Jak throttled back just slightly. He could feel the heat coming off the little outboard despite the cold ocean wind and they had a lot more sailing to do. He was already considering how they would whip the Sister Islanders into any kind of fighting force and he wasn’t seeing a lot of options. He was really hoping J.B. would come up with something.
Chapter Twenty
Cafu was having the time of his life. His killer whale-toothed club was caked with dried blood and hung from his shoulder on an improvised sling. He had a pair of double-blasters thrust through his belt as well as a sickle and a hatchet he had purloined from a toolshed. He lay next to Ryan on a hillock and peered in wonder through Ryan’s collapsible telescope. The one-eyed man scanned the compound through his blaster’s optic. It consisted of two large, interconnected barnlike buildings, a couple of sheds, a well and stone bunker. They were just a couple of miles outside the ville.

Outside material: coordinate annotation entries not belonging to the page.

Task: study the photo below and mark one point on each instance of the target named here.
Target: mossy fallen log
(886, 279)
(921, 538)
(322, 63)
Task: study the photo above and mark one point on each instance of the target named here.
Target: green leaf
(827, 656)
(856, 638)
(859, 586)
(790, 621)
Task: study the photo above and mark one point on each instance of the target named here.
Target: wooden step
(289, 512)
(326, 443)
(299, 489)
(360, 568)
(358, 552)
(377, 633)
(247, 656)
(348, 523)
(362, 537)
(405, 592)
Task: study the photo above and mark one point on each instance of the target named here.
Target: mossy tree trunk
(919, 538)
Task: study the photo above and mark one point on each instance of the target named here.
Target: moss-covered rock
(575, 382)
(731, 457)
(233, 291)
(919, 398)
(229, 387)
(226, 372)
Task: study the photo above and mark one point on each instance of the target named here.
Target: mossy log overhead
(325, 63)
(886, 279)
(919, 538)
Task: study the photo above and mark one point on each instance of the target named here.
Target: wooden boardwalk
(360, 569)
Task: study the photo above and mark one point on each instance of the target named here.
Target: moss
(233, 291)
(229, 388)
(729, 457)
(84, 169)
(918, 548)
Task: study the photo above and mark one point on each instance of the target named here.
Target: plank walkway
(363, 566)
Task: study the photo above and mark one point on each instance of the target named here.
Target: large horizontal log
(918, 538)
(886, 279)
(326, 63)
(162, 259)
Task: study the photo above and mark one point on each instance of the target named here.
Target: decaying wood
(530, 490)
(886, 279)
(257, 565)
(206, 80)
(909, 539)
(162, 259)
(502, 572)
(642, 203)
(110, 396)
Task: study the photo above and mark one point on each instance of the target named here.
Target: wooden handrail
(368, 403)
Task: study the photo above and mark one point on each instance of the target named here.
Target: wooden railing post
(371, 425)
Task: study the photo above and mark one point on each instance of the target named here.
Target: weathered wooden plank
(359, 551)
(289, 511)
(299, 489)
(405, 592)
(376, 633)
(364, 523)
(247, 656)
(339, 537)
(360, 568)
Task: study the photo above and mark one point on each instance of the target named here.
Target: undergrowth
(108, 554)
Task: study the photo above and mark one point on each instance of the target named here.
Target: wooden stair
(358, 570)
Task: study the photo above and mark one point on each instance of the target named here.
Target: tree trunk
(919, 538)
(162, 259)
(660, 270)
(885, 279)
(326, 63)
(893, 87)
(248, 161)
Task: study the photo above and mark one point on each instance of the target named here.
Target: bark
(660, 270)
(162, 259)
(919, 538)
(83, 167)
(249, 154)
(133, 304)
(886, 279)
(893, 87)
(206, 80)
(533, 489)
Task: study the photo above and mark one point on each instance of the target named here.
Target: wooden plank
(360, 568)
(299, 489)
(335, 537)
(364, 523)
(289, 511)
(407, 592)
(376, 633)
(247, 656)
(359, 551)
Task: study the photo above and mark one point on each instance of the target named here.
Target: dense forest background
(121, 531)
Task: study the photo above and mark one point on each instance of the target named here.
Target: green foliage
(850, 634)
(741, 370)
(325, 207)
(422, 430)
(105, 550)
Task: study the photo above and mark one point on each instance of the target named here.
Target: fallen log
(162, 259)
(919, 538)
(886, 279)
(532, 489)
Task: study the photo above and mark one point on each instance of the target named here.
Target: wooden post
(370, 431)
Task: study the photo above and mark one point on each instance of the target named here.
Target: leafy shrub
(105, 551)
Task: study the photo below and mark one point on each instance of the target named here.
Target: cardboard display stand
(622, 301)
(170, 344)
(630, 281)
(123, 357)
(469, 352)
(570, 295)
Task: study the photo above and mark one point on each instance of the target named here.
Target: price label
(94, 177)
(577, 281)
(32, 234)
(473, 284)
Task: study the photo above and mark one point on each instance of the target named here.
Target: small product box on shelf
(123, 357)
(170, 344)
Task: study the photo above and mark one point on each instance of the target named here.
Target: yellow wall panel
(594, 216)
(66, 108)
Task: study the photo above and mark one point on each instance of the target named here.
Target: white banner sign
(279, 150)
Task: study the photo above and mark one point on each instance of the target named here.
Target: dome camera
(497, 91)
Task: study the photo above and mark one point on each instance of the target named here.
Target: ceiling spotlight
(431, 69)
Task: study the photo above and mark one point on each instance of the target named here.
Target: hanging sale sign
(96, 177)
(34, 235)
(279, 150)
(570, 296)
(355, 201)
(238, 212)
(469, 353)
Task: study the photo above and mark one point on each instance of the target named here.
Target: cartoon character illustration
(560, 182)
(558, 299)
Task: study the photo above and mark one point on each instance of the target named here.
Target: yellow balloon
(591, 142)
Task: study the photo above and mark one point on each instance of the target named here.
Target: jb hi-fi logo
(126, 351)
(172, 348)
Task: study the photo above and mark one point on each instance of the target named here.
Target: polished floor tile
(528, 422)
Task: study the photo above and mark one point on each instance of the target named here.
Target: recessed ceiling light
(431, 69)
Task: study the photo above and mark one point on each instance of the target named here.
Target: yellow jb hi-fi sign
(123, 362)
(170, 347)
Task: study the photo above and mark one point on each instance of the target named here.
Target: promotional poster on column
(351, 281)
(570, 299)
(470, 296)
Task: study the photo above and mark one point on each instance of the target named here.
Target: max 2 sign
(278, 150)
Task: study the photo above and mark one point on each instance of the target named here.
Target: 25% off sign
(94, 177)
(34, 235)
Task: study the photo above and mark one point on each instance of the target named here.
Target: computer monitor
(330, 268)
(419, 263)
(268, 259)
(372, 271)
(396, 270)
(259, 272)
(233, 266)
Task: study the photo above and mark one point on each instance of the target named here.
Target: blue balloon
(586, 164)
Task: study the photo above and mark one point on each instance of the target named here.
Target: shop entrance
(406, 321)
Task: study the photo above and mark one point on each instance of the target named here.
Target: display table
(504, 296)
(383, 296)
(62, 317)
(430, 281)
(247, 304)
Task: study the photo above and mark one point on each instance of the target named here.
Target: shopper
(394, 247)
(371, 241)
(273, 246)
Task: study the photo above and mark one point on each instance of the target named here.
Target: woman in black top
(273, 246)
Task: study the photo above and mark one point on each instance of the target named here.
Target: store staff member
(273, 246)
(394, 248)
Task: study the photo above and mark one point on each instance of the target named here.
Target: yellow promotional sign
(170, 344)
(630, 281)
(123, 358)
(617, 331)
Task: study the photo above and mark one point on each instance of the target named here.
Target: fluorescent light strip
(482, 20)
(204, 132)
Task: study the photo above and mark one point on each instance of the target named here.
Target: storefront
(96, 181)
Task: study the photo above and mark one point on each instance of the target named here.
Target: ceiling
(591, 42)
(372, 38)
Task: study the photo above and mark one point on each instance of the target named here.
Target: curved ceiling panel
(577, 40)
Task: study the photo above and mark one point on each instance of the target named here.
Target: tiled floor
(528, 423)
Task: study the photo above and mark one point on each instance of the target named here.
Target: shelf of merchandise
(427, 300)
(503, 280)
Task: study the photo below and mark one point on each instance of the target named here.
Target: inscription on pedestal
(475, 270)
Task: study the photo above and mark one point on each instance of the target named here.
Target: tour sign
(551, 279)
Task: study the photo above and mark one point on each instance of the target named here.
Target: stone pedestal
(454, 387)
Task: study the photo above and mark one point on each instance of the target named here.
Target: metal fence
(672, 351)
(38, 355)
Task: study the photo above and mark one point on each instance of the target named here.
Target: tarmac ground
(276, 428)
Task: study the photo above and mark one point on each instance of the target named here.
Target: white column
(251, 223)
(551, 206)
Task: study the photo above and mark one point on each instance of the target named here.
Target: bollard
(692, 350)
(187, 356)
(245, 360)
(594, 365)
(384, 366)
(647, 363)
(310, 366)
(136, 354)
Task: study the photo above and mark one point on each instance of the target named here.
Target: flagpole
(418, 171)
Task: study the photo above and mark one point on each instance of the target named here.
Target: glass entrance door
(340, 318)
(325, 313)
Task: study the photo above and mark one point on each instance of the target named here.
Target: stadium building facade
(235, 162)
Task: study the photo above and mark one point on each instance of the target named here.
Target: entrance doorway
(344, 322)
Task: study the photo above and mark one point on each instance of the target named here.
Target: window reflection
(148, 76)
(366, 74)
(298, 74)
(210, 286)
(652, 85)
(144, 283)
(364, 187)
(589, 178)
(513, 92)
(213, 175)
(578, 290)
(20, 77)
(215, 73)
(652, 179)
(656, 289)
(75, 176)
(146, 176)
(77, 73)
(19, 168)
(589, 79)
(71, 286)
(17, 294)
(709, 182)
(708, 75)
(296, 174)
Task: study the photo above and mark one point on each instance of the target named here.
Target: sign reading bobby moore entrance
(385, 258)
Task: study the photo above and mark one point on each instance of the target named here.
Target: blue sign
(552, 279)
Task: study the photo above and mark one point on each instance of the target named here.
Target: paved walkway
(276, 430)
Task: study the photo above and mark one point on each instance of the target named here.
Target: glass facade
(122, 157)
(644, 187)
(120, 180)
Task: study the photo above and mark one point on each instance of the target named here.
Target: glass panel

Cafu had made it clear that he had never seen these buildings before and neither had any of the other slaves on the main island. Ryan could understand why. One, you didn’t want your powder mill accidentally blowing up inside town, and, two, you didn’t want to have your oppressed population knowing where your gunpowder was being manufactured. In fact it was best that they had no idea what gunpowder was. All they needed to know was that you had blasters and they didn’t. Cafu lowered the telescope and squinted at Ryan hopefully. “Fun?”